Did you know that 1 in 4 pregnancies end in miscarriage? Among women who know they are pregnant, it is estimated that 1 in 6 pregnancies end in miscarriage. The majority of miscarriages happen in the first trimester – about 3 in every 4 miscarriages happen during this period.
But it’s just a statistic or just a number if it didn’t happen to you because the loss, the pain – physically and mentally, the psychological impact of a miscarriage is impossible to describe in words. A woman who just lost her unborn child is expected to get back on her feet and move on like she just had a strong period cramp that lasted few hours – yes! This is how a miscarriage os described – A BAD PERIOD CRAMP
It pains me writing it but it is reality. A miscarriage is a taboo subject. It’s just something so personal that we are not even allowed to talk about. We hide under the blanket hoping the feeling will go away because admitting what happened implies that society will see you as half a woman. You are not able to do what women are doing for millions of years. You are not hole. You are just half a mother. Your body is just faulty, not being able to carry a pregnancy to term. You see yourself as damaged, incomplete and broken.
A miscarriage is not a bad period cramp. It is a tragedy, it is a painful process and every woman who is going through such a horrible experience should be left to grieve, should be left to act as insane as she is acting, without being judged or condemned. The mental impact of a miscarriage is absolutely scarry.
As this week marks the BABY LOSS AWARENESS WEEK, I want to raise awareness of what a miscarriage is, of the impact a miscarriage has on our lives and try and
help women out there who go through such a nightmare.
You might say my story is one in a million of similar stories and it will just be read by few people out there. They will feel sorry for me and move on with their lives and nothing will actually change. But, I say that if my one story can reach one mother who is grieving now and feels lost and losing her mind, it means that I have done something, and I have helped someone realise that she is not alone, that despite reality, someone out there completely understands what she is going through.

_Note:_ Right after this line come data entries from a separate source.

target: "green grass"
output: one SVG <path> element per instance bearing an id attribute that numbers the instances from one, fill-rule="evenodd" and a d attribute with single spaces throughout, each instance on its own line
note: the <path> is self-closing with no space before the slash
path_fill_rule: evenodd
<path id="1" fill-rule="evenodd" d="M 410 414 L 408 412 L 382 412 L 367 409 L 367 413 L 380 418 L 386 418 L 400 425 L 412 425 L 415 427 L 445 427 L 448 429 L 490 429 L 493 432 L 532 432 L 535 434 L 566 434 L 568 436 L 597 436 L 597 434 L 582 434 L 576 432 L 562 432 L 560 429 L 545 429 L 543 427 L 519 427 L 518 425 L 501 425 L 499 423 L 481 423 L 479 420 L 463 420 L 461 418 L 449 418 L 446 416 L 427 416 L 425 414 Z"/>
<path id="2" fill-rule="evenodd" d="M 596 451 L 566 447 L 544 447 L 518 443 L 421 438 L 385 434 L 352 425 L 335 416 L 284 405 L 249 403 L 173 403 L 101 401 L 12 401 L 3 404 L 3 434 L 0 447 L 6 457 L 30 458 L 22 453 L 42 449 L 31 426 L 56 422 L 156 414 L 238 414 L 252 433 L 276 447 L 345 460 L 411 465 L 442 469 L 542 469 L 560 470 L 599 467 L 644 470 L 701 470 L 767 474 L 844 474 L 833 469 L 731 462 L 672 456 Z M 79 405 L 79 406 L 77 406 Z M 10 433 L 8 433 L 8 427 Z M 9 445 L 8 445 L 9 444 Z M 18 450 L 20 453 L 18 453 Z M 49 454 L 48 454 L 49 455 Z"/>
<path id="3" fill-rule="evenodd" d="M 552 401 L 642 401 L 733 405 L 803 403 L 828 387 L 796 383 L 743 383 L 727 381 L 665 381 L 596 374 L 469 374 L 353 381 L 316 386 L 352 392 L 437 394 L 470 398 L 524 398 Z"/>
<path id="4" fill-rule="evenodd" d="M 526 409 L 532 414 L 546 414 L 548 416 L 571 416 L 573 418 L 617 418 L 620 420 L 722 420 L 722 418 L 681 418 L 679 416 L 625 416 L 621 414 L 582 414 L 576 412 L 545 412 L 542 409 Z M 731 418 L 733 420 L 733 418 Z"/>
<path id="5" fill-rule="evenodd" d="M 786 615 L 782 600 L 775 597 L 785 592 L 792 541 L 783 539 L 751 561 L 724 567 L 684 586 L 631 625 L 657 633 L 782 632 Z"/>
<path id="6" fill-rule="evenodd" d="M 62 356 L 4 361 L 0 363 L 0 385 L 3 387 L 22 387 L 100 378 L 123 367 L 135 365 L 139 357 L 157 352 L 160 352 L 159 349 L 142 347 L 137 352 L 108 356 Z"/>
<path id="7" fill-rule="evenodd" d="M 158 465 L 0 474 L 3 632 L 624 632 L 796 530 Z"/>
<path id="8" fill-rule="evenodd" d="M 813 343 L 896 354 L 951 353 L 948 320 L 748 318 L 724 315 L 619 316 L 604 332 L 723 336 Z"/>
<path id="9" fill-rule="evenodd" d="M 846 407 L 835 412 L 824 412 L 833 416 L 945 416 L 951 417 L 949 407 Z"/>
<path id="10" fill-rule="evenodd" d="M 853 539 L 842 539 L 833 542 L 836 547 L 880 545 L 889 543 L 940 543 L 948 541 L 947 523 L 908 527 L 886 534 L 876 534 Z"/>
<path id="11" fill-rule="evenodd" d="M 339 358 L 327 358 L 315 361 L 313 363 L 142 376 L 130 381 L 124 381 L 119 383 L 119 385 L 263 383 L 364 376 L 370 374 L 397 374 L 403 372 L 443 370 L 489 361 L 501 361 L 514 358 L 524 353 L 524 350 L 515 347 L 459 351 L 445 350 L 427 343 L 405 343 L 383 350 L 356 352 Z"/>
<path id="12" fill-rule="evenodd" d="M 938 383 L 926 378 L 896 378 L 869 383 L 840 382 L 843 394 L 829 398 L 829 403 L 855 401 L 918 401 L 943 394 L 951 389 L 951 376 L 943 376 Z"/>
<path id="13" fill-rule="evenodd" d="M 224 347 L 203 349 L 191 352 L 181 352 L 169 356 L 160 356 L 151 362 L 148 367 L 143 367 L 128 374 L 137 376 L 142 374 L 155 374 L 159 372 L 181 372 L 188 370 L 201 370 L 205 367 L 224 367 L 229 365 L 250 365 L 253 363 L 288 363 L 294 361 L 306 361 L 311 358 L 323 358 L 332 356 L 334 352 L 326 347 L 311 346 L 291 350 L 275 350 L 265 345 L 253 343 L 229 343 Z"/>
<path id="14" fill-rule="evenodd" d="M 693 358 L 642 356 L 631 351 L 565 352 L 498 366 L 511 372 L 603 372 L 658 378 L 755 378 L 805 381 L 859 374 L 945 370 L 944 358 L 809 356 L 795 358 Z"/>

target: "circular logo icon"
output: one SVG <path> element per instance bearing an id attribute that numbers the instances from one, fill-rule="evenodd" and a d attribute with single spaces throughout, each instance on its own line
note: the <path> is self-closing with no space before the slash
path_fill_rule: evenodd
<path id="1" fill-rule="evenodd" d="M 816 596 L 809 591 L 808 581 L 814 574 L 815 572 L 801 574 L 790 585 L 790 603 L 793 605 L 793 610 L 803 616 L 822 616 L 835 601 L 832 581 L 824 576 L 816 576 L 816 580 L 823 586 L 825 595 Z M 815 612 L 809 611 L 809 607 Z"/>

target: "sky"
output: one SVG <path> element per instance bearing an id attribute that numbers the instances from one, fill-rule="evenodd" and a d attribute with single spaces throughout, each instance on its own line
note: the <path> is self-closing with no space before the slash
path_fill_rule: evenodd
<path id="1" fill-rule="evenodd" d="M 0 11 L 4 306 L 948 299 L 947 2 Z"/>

I would be so happy knowing I have helped one mother out there and it will definitely help me smile and have peace in my heart.
Although some time passed, I still grieve my unborn child. I still swallow my tears when I get email notifications from all websites I subscribed when I found out I was expecting (I did unsubscribed from them but somehow, a random email still pops into my inbox), I still hate parents who shout and hit their children.

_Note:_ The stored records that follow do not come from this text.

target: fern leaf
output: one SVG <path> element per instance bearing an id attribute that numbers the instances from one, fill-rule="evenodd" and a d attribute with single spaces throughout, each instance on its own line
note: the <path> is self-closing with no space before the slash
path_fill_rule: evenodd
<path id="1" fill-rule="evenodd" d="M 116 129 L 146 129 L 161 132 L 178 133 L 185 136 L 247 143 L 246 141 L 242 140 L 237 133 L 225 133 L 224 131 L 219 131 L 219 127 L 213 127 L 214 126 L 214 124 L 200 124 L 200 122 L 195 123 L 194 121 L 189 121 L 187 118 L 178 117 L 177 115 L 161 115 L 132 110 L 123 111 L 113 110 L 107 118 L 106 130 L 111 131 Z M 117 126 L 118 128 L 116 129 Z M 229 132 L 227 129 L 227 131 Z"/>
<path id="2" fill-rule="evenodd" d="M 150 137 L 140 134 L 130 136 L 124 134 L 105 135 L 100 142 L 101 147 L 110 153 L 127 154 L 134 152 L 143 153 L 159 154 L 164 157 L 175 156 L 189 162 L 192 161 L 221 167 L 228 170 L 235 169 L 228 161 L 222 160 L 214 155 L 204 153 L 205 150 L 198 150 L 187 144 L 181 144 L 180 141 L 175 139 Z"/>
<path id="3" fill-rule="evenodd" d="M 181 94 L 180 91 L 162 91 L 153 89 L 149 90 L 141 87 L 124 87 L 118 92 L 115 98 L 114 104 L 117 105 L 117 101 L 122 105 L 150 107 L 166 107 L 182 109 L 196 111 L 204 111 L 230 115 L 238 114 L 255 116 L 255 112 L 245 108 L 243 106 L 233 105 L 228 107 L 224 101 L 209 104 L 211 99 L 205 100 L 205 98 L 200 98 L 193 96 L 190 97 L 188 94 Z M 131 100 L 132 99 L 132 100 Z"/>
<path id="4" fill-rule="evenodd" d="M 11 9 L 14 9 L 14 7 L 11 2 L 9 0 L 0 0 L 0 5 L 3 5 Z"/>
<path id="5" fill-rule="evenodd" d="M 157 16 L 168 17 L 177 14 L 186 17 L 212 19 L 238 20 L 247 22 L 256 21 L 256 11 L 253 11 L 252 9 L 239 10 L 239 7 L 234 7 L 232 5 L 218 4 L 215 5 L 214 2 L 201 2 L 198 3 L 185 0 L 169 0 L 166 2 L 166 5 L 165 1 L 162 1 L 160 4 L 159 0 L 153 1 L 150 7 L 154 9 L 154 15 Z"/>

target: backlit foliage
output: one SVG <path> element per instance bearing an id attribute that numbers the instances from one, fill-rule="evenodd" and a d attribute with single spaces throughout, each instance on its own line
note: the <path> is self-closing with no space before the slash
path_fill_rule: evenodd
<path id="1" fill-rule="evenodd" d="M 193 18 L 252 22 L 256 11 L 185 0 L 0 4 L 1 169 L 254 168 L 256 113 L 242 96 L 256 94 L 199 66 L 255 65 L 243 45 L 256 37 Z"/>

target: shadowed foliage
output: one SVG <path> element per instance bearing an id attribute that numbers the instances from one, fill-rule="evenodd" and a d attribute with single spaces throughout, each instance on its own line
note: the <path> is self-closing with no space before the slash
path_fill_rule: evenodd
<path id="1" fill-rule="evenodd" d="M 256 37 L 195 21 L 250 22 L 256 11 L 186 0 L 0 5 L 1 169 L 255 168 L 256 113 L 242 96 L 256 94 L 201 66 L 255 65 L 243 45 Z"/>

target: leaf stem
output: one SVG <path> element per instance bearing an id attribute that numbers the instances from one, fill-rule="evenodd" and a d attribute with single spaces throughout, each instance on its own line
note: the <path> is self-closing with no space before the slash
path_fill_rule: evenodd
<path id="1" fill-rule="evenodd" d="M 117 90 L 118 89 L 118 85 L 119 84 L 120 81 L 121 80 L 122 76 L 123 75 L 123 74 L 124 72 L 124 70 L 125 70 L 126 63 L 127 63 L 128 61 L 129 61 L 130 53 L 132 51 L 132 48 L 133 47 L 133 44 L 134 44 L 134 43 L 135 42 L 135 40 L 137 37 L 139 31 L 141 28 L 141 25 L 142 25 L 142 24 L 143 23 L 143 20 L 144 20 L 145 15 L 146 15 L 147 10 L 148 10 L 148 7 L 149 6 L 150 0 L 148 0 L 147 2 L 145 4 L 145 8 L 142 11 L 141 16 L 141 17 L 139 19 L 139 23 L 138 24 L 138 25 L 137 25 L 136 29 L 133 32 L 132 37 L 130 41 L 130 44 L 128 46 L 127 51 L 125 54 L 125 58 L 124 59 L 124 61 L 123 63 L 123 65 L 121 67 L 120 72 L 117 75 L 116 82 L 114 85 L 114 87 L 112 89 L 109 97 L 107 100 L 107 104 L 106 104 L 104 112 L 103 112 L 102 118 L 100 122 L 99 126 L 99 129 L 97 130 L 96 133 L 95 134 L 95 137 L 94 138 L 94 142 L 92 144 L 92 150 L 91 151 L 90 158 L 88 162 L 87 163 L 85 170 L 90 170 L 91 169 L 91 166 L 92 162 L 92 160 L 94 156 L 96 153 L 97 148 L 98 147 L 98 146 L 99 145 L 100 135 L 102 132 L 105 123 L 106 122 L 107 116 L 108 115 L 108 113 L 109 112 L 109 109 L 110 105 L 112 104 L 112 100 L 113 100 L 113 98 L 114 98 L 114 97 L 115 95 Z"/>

I still blame myself and wonder what have I done wrong? Did I have more coffee than I should have? Have I been too stressed? Have I done too much trying to prove myself I am strong even if pregnant? Didn’t I want this child enough? What have I actually done wrong?
I still have moments when I blame the world for what happened, trying to find an answer to a question that will never ever have one.

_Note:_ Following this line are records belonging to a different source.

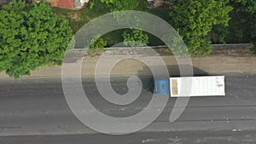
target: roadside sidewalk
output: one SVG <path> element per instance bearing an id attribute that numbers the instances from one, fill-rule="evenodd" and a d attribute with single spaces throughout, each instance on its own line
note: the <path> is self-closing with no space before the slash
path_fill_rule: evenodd
<path id="1" fill-rule="evenodd" d="M 84 53 L 79 52 L 79 56 L 84 56 Z M 119 55 L 121 56 L 121 55 Z M 137 54 L 136 57 L 146 57 L 146 59 L 153 59 L 151 55 L 143 54 Z M 82 77 L 95 75 L 95 69 L 100 56 L 84 56 L 81 68 Z M 173 55 L 162 55 L 161 58 L 166 62 L 171 76 L 178 74 L 178 67 L 176 59 Z M 114 60 L 114 56 L 109 56 L 106 64 Z M 256 73 L 256 56 L 255 55 L 212 55 L 206 56 L 192 56 L 192 64 L 195 75 L 205 74 L 243 74 Z M 154 62 L 154 59 L 151 60 Z M 66 62 L 67 65 L 76 63 L 75 60 Z M 136 60 L 127 59 L 119 62 L 112 70 L 112 75 L 143 75 L 148 76 L 151 74 L 150 70 L 143 62 Z M 31 76 L 23 76 L 23 78 L 61 78 L 61 66 L 43 66 L 39 71 L 32 72 Z M 7 76 L 5 72 L 0 73 L 1 79 L 13 79 Z"/>

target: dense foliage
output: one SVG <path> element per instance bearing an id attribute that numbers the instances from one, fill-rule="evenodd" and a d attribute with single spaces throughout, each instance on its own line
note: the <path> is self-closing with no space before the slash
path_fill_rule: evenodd
<path id="1" fill-rule="evenodd" d="M 18 78 L 38 66 L 61 64 L 72 30 L 44 1 L 3 5 L 0 21 L 0 72 Z"/>
<path id="2" fill-rule="evenodd" d="M 187 44 L 189 52 L 205 55 L 211 51 L 207 37 L 215 25 L 227 26 L 228 0 L 180 0 L 170 13 L 171 23 Z"/>
<path id="3" fill-rule="evenodd" d="M 140 47 L 148 43 L 148 37 L 142 30 L 128 29 L 123 32 L 124 43 L 126 46 Z"/>

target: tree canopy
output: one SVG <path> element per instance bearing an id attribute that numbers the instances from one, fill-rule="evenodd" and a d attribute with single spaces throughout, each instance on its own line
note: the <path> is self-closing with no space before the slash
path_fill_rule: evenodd
<path id="1" fill-rule="evenodd" d="M 180 0 L 170 13 L 171 23 L 185 42 L 189 52 L 208 54 L 211 50 L 207 34 L 214 25 L 228 25 L 232 9 L 228 0 Z"/>
<path id="2" fill-rule="evenodd" d="M 3 5 L 0 21 L 0 72 L 18 78 L 38 66 L 61 64 L 72 30 L 44 1 Z"/>

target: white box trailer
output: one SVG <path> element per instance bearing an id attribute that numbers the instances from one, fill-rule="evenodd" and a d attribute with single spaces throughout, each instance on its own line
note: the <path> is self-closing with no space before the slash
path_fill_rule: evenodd
<path id="1" fill-rule="evenodd" d="M 224 76 L 159 78 L 153 82 L 154 93 L 168 93 L 171 97 L 225 95 Z M 185 95 L 188 89 L 190 95 Z"/>

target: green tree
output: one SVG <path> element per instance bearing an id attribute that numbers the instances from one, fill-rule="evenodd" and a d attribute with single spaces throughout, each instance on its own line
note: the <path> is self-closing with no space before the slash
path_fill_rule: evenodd
<path id="1" fill-rule="evenodd" d="M 231 42 L 253 43 L 253 52 L 256 53 L 256 1 L 230 0 L 234 8 L 230 22 L 230 37 Z"/>
<path id="2" fill-rule="evenodd" d="M 180 0 L 170 13 L 171 23 L 183 37 L 189 52 L 205 55 L 211 51 L 208 33 L 215 25 L 227 26 L 232 9 L 228 0 Z"/>
<path id="3" fill-rule="evenodd" d="M 19 78 L 38 66 L 62 63 L 72 30 L 44 1 L 4 5 L 0 21 L 0 72 Z"/>
<path id="4" fill-rule="evenodd" d="M 111 11 L 119 11 L 119 10 L 134 10 L 139 3 L 139 0 L 94 0 L 92 1 L 92 5 L 94 3 L 104 3 Z"/>
<path id="5" fill-rule="evenodd" d="M 142 30 L 128 29 L 123 32 L 124 43 L 126 46 L 145 46 L 148 42 L 148 37 Z"/>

I still hate those doctors who raised their shoulders in defeat when I asked “why?” I wanted to scream in pain and punch them in the face when all they could say was: “We still don’t know why these things happen. We think it’s just the body reacting to an anomaly” So, I was not pregnant, I was only carrying an anomaly and it was just a matter of time until I would just eliminate it and be expected to move on with my life.
But reality is not this. Reality is the one I and every women who suffered a miscarriage feeling. The reality is crying yourself to sleep and waking up feeling empty; the reality is feeling angry at the world and yourself, wanting to die, questioning every second of your life and wondering what have you done wrong, asking yourself what sins are you paying for in this life. The reality is holding on to a baby cloth and smelling it like it will magically make things better or carry you in a virtual world where pain is unknown. Reality is feeling that void every second of every hour of every day of your life, having sadness wrapped around you like a blanket and holding you so tight you can barely breath. Reality is not feeling complete for the rest of your life, feeling guilty for trying to live, for smiling or enjoying the smallest things, feeling guilty for you stopped crying after months of sorrow.
Few months ago I wrote a post about how I was almost gone. That was just the physical part of a miscarriage. That was the part that passed and was the least painful.
The worst part is having people tell you that you are ok, telling you you can adopt and you can always have other children like this is ment to make you feel better. It actually makes me angry and makes me want to scream and shout because they got no clue what a miscarriage feels like. They talk for the sake of talking, thinking one child can replace the loss of another.
I am angry at the world for not understanding that this is one of the hardest and most painful experiences a parent can go through, for not allowing us to grieve for as long as it takes and for not offering support, for making it a taboo subject in a society that claims to be able to speak openly and freely about everything.
I am hoping that at least one of all readers of this post will be able to raise awareness by joining the virtual Wave of Light. Take a photo of your candle and post it to Facebook, Twitter or Instagram using #WaveOfLight at 7pm local time on the 15th of October.
Wherever you do this, you will be joining a global ‘Wave of Light’ in memory of all the babies who lit up our lives for such a short time.